Township in Pennsylvania, US

Shenango Township is a township in Lawrence County, Pennsylvania, United States. The population was 7,133 at the 2020 census, a decline from the figure of 7,479 tabulated in 2010. Shenango Township is situated between the city of New Castle to the north and the borough of Ellwood City to the south.

==Geography==
According to the United States Census Bureau, the township has a total area of 24.4 square miles (63.3 km^{2}), of which 24.4 square miles (63.2 km^{2}) is land and 0.04% is water.

Unincorporated communities in the township include Weigletown, Altman, East New Castle, Union Valley, Castlewood, Duckrun, and part of Energy.

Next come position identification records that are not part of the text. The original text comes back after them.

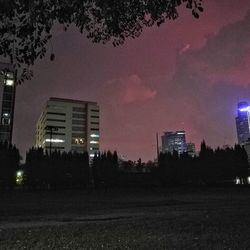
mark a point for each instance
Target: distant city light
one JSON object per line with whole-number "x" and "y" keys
{"x": 94, "y": 142}
{"x": 94, "y": 136}
{"x": 9, "y": 82}
{"x": 244, "y": 109}
{"x": 54, "y": 140}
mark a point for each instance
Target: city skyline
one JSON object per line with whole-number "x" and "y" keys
{"x": 69, "y": 125}
{"x": 165, "y": 79}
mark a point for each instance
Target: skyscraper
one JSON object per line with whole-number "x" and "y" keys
{"x": 242, "y": 122}
{"x": 69, "y": 125}
{"x": 7, "y": 101}
{"x": 174, "y": 141}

Adjacent townships and boroughs
- Taylor Township (west)
- Hickory Township (north)
- New Castle (north)
- South New Castle (northwest)
- Slippery Rock Township (east)
- Wayne Township (south)

== History ==
Named for the Shenango River, Shenango Township was incorporated in 1804 as a part of Beaver County, Pennsylvania; Lawrence County did not yet exist. Shenango Township was carved out of the neighboring North Beaver Township, Pennsylvania. At the time of its establishment, Shenango Township stretched from the Shenango River to the Slippery Rock Creek gorge. Over the next 100 years portions of the township would be annexed or reduced to create, South New Castle Borough, Pollock Township (which later became the City of New Castle), Taylor Township, and Slippery Rock Township.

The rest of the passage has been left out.